Una storia normale dove l’anormalità evidente non è la vicenda autobiografica, spiega l’autore. Neppure la spensieratezza di una infanzia trascorsa nelle campagne con il papà contadino che dopo tanti sacrifici, compra il suo terreno (Tucconi), necessita di essere trasmessa. L’insieme dei ricordi, gli odori (l’olio dei pistoni e la custodia della tromba, eredità lasciata dal fratello che entra in seminario), l’incontro con il maestro della banda, sono corollario ad un destino segnato. Che passa dai matrimoni berchiddesi ai primi tour sui palchi di Gallura e Logudoro, con aneddoti tumultuosi come le uscite a rischio incolumità di Sorgono o Teti. Sino alle scuole sassaresi che precederanno l’accesso al conservatorio.

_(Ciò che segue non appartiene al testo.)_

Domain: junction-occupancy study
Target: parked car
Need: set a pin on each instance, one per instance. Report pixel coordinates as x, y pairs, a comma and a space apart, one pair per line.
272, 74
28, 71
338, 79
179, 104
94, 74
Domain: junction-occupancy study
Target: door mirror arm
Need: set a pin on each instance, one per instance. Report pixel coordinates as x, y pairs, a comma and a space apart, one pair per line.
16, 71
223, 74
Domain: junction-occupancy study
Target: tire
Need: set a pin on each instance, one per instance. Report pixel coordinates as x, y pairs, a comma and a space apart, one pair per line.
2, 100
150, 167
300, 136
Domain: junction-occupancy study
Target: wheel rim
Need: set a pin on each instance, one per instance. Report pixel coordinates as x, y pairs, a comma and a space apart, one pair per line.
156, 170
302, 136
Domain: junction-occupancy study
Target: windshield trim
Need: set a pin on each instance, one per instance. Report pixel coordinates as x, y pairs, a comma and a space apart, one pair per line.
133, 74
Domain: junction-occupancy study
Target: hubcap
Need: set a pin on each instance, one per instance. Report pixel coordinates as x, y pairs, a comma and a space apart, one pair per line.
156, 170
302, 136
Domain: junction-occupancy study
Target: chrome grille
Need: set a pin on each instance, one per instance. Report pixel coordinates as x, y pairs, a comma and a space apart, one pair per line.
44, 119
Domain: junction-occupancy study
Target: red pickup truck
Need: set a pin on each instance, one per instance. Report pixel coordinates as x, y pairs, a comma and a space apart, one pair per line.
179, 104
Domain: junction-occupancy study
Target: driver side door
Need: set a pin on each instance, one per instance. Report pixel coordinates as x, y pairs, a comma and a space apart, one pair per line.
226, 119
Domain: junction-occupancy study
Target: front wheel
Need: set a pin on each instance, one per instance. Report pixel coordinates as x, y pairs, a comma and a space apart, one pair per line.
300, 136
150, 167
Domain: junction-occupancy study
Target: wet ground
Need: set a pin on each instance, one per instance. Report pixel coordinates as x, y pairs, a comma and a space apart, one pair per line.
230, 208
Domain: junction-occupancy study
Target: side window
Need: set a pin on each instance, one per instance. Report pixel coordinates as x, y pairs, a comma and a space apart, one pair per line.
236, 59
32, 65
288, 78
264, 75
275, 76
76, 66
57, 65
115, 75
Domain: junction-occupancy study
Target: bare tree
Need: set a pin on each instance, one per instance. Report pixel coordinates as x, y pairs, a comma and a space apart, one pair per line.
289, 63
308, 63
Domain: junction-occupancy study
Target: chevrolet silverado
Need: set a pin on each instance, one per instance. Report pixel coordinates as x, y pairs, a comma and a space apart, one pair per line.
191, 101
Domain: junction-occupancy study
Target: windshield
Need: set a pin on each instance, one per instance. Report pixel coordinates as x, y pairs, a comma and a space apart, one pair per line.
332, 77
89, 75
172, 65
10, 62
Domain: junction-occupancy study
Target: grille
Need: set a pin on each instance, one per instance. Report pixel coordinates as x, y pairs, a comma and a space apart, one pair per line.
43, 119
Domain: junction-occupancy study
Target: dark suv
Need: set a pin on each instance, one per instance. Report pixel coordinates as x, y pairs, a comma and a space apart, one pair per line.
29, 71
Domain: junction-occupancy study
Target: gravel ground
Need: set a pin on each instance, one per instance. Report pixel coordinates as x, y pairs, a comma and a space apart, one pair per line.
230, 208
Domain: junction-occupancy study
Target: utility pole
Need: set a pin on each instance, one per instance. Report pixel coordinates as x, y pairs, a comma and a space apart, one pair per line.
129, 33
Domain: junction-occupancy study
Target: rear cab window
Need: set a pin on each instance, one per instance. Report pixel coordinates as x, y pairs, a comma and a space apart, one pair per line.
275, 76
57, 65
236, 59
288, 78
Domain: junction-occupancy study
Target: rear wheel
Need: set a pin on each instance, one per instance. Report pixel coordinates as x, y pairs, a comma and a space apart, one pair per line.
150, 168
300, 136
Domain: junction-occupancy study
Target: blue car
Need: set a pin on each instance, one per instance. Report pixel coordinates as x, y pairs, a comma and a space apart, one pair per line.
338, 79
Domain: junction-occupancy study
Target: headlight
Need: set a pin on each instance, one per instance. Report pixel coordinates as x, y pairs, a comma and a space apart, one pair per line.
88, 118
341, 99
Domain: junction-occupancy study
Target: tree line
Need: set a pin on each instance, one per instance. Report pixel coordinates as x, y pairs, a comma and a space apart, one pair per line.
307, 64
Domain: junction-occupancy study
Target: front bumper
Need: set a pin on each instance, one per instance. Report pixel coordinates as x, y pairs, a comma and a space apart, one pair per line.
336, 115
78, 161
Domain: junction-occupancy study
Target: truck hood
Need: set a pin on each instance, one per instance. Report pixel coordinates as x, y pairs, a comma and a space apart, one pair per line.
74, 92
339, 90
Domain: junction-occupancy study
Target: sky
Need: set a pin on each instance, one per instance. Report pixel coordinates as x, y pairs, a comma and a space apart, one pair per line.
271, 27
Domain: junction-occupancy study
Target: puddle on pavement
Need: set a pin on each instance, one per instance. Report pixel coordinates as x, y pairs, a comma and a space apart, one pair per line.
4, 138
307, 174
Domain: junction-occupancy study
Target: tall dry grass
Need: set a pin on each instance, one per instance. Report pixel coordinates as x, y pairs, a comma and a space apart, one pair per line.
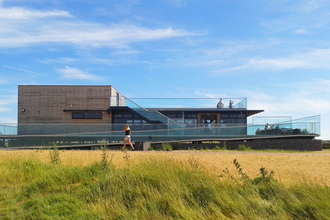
289, 168
149, 185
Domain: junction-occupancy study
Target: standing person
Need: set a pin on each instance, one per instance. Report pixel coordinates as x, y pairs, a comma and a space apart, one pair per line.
127, 138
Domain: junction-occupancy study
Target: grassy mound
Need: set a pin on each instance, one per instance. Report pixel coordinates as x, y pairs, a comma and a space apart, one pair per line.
156, 188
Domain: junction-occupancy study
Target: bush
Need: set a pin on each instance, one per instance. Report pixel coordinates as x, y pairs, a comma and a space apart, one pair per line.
166, 147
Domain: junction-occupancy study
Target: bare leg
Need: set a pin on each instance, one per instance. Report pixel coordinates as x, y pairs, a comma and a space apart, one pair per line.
129, 142
124, 145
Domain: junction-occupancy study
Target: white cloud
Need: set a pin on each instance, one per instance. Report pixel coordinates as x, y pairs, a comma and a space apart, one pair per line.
8, 121
2, 109
21, 27
75, 73
21, 13
22, 70
316, 59
301, 31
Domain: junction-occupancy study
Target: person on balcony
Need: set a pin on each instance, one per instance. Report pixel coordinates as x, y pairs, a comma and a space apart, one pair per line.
220, 104
127, 138
267, 126
231, 104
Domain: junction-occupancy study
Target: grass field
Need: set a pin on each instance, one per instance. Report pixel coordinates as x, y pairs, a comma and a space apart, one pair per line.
163, 185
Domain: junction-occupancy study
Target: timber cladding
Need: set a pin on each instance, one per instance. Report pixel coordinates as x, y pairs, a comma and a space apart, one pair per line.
44, 104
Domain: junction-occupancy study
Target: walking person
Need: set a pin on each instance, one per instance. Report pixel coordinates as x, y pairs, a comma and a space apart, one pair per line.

Gli incontri rivelazione prima con il pianista di Oschiri, Antonello Mura e poi con il contrabbassista Bruno Tommaso, fondatore della scuola Testaccio di Roma. Le inclinazioni e le lezioni clandestine di musica jazz con i giovani musicisti sassaresi ’70, fra cui Marcello Marrosu.  Per incarnare la musica metropolitana dei grandi: Chet Baker, Louis Armstrong, Miles Davis, John Coltrane e farla propria in un angolo di mondo, perduto e silente quale Berchidda. Ed in quel silenzio che suona al meglio con le pause giuste, l’intimità solidale con la musica dei reietti neri e afroamericani. Una musica colta che non contaminava l’ultimo anello musicale del genere tradizionale, etnico. Un esempio chiaro nel racconto di Paolo: Umbria Jazz 1993. Dopo una jam con Ornette Coleman, il commento dei Tenores di Bitti: “..Ornetto non conosce il canto a tenore...”  Da allora, ancora prima, tante cose sono cambiate, grazie anche all’apertura interiore di musicisti divenuti artisti. “...Non sono uno scrittore...”, si schernisce Fresu: la musica che porta dentro, è un suono più grande e bello della parola.